I have a script written by a friend that gets all the contents from a directory of .txt files and uploads them into a database alongside some other information.
aka: filename | Contents
Each file's contents - simple text info - is stored in a corresponding database entry. It's been working very well so far, but the contents of a new bunch of text files simply aren't being read. The filenames are read fine and that info is imported into the database easily. It's just the actual contents. Old .txt files that I've imported previously still are imported perfectly.
Examples of files are here: Working / Not-Working
Long story short - does anyone know why the contents of some .txt files can be read and not others? Encoding issues possibly, etc? (though they're from the same person and look identical) I'm losing my mind.
Thanks!
$dir = 'text';
//createxml(10);exit;
$time_start = microtime(true);
$files = scandir($dir);
natsort($files);
foreach ($files as $v) {
if ($v != "." && $v != ".." && $v != "thumbs" && $v != ".DS_Store") {
//get work done
$text = file_get_contents($dir.'/'.$v);
//get volume, page, county
$ta = explode('.',$v);
$ma = explode('_',$ta[0]);
$last = count($ma)-1;
$volume = '';
$year = '1999';
for ($i = 0; $i < $last; ++$i)
{
$volume .= $ma[$i].'_';
}
$volume = $mysqli->real_escape_string(rtrim($volume,'_'));
$pagenr = $mysqli->real_escape_string($ma[$last]);
$ntext = $mysqli->real_escape_string(getmtext($text));
$pdf = 'http://griffiths.****.ie/gv4/thoms/'.$volume.'/'.$volume.'_pg'.str_pad($pagenr, 4, "0", STR_PAD_LEFT).'.pdf';
$thumb = 'http://griffiths.****.ie/gv4/thoms/'.$volume.'/thumbs2/'.$volume.'_'.str_pad($pagenr, 4, "0", STR_PAD_LEFT).'.jpg';
//create sql
$echo[$volume] .= "('','$year','$pagenr','$volume','$ntext','$pdf','$thumb'),";
$excl[$volume]=true;
}
}
// check if there is volume already in DB
foreach ($excl as $k => $v) {
$volumes .= "'$k',";
}
$volumes = rtrim($volumes,',');
$excls ='';
if ($result = $mysqli->query("SELECT DISTINCT volume FROM thoms_copy2 WHERE volume in ($volumes)")) {
//found volumes already in DB
while ($r = $result->fetch_array(MYSQLI_NUM))

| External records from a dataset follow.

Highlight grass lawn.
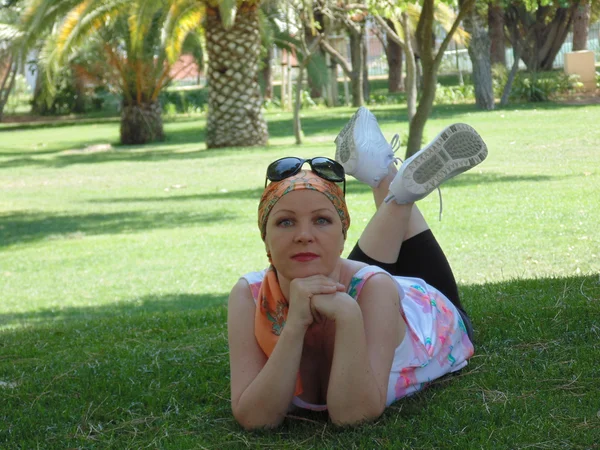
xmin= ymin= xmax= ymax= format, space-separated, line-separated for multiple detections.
xmin=0 ymin=103 xmax=600 ymax=449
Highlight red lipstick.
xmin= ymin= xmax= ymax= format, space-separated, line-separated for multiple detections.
xmin=292 ymin=253 xmax=319 ymax=262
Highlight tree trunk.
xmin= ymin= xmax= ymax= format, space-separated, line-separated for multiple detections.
xmin=350 ymin=27 xmax=365 ymax=108
xmin=262 ymin=45 xmax=273 ymax=100
xmin=385 ymin=19 xmax=404 ymax=93
xmin=488 ymin=3 xmax=506 ymax=67
xmin=406 ymin=0 xmax=475 ymax=158
xmin=327 ymin=58 xmax=339 ymax=106
xmin=463 ymin=4 xmax=494 ymax=111
xmin=121 ymin=102 xmax=165 ymax=145
xmin=500 ymin=43 xmax=521 ymax=106
xmin=406 ymin=67 xmax=437 ymax=158
xmin=294 ymin=65 xmax=304 ymax=145
xmin=505 ymin=5 xmax=576 ymax=72
xmin=0 ymin=55 xmax=18 ymax=122
xmin=204 ymin=6 xmax=269 ymax=148
xmin=362 ymin=33 xmax=371 ymax=103
xmin=304 ymin=27 xmax=327 ymax=98
xmin=71 ymin=69 xmax=85 ymax=114
xmin=573 ymin=0 xmax=592 ymax=52
xmin=400 ymin=13 xmax=418 ymax=123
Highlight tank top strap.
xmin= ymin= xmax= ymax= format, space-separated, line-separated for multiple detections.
xmin=348 ymin=266 xmax=391 ymax=300
xmin=241 ymin=269 xmax=267 ymax=304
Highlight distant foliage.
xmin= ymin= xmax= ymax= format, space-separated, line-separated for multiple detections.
xmin=158 ymin=88 xmax=208 ymax=114
xmin=510 ymin=72 xmax=582 ymax=102
xmin=435 ymin=83 xmax=475 ymax=105
xmin=492 ymin=64 xmax=583 ymax=103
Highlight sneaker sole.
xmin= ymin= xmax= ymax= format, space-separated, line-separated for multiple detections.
xmin=334 ymin=108 xmax=363 ymax=175
xmin=403 ymin=123 xmax=488 ymax=195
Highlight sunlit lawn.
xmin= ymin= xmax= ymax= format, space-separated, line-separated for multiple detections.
xmin=0 ymin=100 xmax=600 ymax=449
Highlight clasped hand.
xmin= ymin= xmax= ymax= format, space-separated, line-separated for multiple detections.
xmin=287 ymin=275 xmax=354 ymax=329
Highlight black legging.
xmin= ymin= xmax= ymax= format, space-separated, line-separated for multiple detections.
xmin=348 ymin=230 xmax=473 ymax=339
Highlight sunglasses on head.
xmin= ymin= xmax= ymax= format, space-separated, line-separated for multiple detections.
xmin=265 ymin=156 xmax=346 ymax=195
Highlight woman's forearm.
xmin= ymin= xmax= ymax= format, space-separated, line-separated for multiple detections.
xmin=327 ymin=304 xmax=386 ymax=425
xmin=232 ymin=325 xmax=306 ymax=429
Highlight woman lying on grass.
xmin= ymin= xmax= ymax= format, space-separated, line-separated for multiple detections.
xmin=228 ymin=108 xmax=487 ymax=429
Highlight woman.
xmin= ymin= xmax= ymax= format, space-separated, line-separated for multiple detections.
xmin=228 ymin=108 xmax=487 ymax=429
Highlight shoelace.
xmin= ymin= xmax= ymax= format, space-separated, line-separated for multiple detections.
xmin=390 ymin=133 xmax=443 ymax=222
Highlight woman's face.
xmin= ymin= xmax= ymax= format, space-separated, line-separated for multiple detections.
xmin=265 ymin=190 xmax=344 ymax=280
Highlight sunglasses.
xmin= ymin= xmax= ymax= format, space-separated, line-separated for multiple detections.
xmin=265 ymin=156 xmax=346 ymax=196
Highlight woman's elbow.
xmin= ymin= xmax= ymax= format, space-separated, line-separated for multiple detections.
xmin=329 ymin=404 xmax=385 ymax=427
xmin=232 ymin=409 xmax=285 ymax=431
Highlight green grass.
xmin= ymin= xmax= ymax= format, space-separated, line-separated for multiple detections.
xmin=0 ymin=104 xmax=600 ymax=449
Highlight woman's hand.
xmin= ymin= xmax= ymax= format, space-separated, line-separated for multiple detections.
xmin=286 ymin=275 xmax=345 ymax=330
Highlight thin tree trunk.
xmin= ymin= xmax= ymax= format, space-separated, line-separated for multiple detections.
xmin=0 ymin=55 xmax=18 ymax=122
xmin=385 ymin=19 xmax=404 ymax=93
xmin=406 ymin=68 xmax=437 ymax=158
xmin=488 ymin=3 xmax=506 ymax=67
xmin=329 ymin=58 xmax=339 ymax=106
xmin=573 ymin=0 xmax=592 ymax=52
xmin=294 ymin=65 xmax=304 ymax=145
xmin=463 ymin=2 xmax=494 ymax=111
xmin=400 ymin=13 xmax=418 ymax=123
xmin=71 ymin=69 xmax=85 ymax=114
xmin=361 ymin=33 xmax=371 ymax=103
xmin=262 ymin=46 xmax=273 ymax=100
xmin=500 ymin=42 xmax=521 ymax=106
xmin=350 ymin=27 xmax=364 ymax=108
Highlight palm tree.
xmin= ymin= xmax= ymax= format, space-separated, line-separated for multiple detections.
xmin=21 ymin=0 xmax=203 ymax=144
xmin=204 ymin=0 xmax=269 ymax=148
xmin=0 ymin=8 xmax=21 ymax=122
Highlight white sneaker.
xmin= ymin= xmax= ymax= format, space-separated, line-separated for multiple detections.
xmin=386 ymin=123 xmax=488 ymax=204
xmin=335 ymin=106 xmax=395 ymax=187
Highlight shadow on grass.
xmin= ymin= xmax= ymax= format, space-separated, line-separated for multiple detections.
xmin=0 ymin=103 xmax=596 ymax=169
xmin=0 ymin=211 xmax=236 ymax=248
xmin=0 ymin=293 xmax=228 ymax=326
xmin=0 ymin=275 xmax=600 ymax=448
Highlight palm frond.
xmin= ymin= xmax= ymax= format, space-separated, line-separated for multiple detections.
xmin=435 ymin=2 xmax=470 ymax=45
xmin=0 ymin=23 xmax=23 ymax=43
xmin=127 ymin=0 xmax=164 ymax=57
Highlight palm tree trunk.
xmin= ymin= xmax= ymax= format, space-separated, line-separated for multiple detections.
xmin=121 ymin=102 xmax=165 ymax=145
xmin=205 ymin=6 xmax=269 ymax=148
xmin=573 ymin=0 xmax=592 ymax=52
xmin=463 ymin=4 xmax=494 ymax=111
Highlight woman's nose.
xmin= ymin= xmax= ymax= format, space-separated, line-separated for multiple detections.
xmin=294 ymin=224 xmax=313 ymax=242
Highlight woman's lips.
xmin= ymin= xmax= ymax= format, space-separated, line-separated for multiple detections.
xmin=292 ymin=253 xmax=319 ymax=262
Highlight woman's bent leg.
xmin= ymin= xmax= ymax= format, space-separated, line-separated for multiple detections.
xmin=348 ymin=166 xmax=472 ymax=336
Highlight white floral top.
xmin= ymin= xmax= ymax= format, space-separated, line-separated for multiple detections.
xmin=243 ymin=266 xmax=474 ymax=410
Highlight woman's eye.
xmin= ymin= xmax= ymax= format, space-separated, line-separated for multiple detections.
xmin=277 ymin=219 xmax=293 ymax=227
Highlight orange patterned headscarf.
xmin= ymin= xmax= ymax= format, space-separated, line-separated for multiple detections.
xmin=254 ymin=170 xmax=350 ymax=395
xmin=258 ymin=170 xmax=350 ymax=241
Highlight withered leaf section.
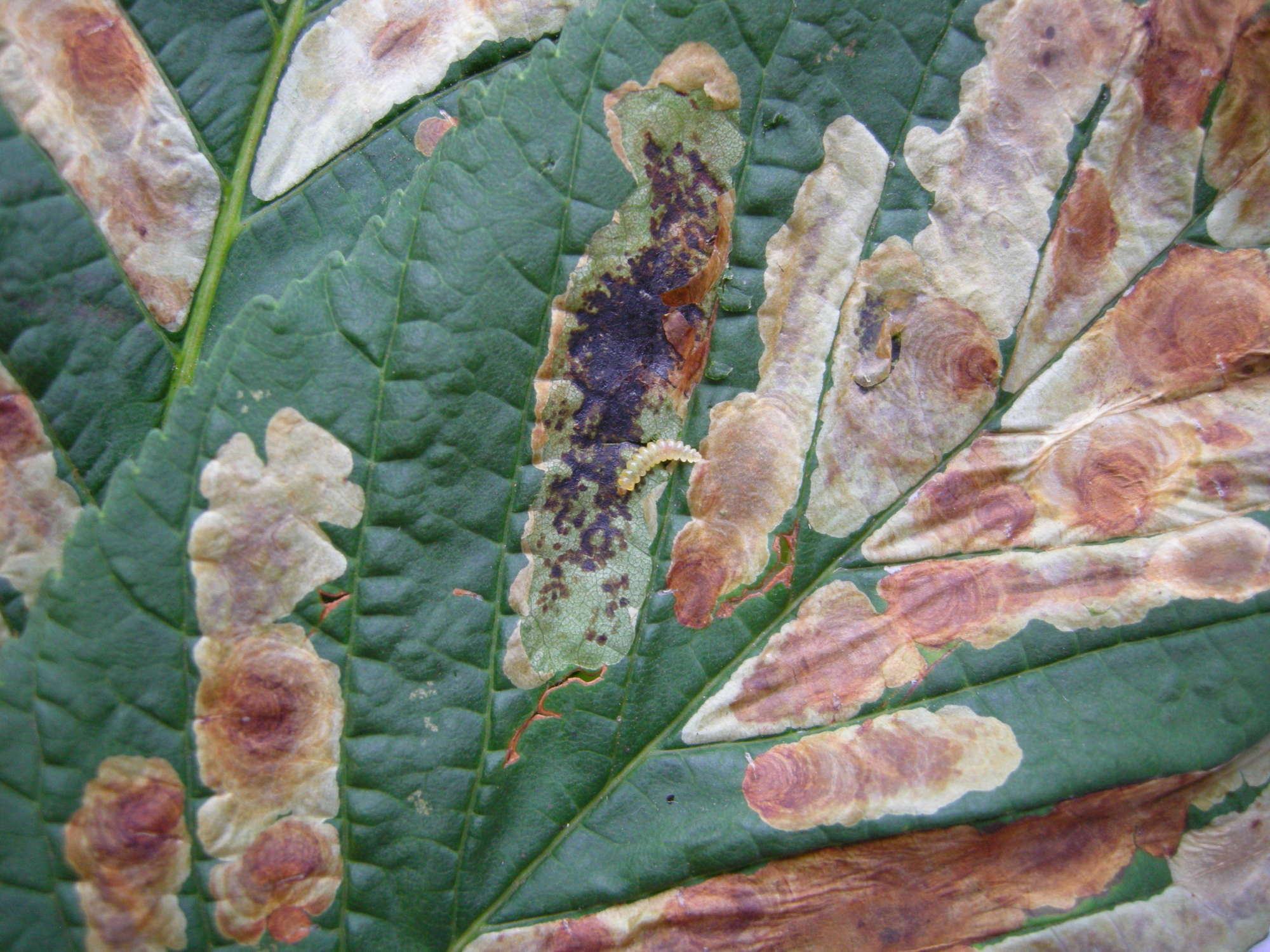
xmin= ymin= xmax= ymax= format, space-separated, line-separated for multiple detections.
xmin=1005 ymin=0 xmax=1270 ymax=391
xmin=189 ymin=407 xmax=364 ymax=943
xmin=667 ymin=116 xmax=888 ymax=627
xmin=1204 ymin=10 xmax=1270 ymax=254
xmin=864 ymin=245 xmax=1270 ymax=561
xmin=992 ymin=741 xmax=1270 ymax=952
xmin=740 ymin=704 xmax=1022 ymax=830
xmin=806 ymin=0 xmax=1138 ymax=536
xmin=0 ymin=0 xmax=221 ymax=330
xmin=251 ymin=0 xmax=578 ymax=199
xmin=65 ymin=755 xmax=189 ymax=952
xmin=469 ymin=774 xmax=1270 ymax=952
xmin=683 ymin=518 xmax=1270 ymax=744
xmin=0 ymin=367 xmax=80 ymax=641
xmin=512 ymin=43 xmax=742 ymax=673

//we only need the new volumes, so we will ignore the rest
unset($echo[$r[0]]);
$result->close();
}
//create mysql string
foreach ($echo as $k => $v) {
$echot .= $v.',';
}
$echot = rtrim($echot,',');
if ($echot) {// if i have something to insert
//insert into DB
$sql = "INSERT INTO `thoms_copy2` (`id`,`year`,`main_page`, `volume`, `texty`, `pdf`, `thumb`) VALUES $echot";
if ($result = $mysqli->query($sql)) {
echo "Done.";
//create the XML file
createxml($mysqli->affected_rows);
} else {
printf("Error message: %s
", $mysqli->error);
echo "<br><br>$sql";
}
} else { echo "Done. Nothing new."; }
$time_end = microtime(true);
$time = $time_end - $time_start;
echo "<br>$time";
//functions ===============================================================
function getmtext($str) {
$text = '';
$words = str_word_count($str, 1);
foreach ($words as $word) {
if ($word[0] >= 'A' && $word[0] <= 'Z')
if (strlen($word)>1)
$text .= $word.' ';
}
return $text;
}
No, file_get_contents is equal to combination of fopen+fread+fclose, so it provides bytes as a result. If you have a wrong charset, it will not affect that fact, that your file consists from bytes (which will be returned by file_get_contents). Since you're not a script author, it's difficult to say, where's the problem, but you should be sure, that your files are accessible to your script (i.e. have correct permissions, for example).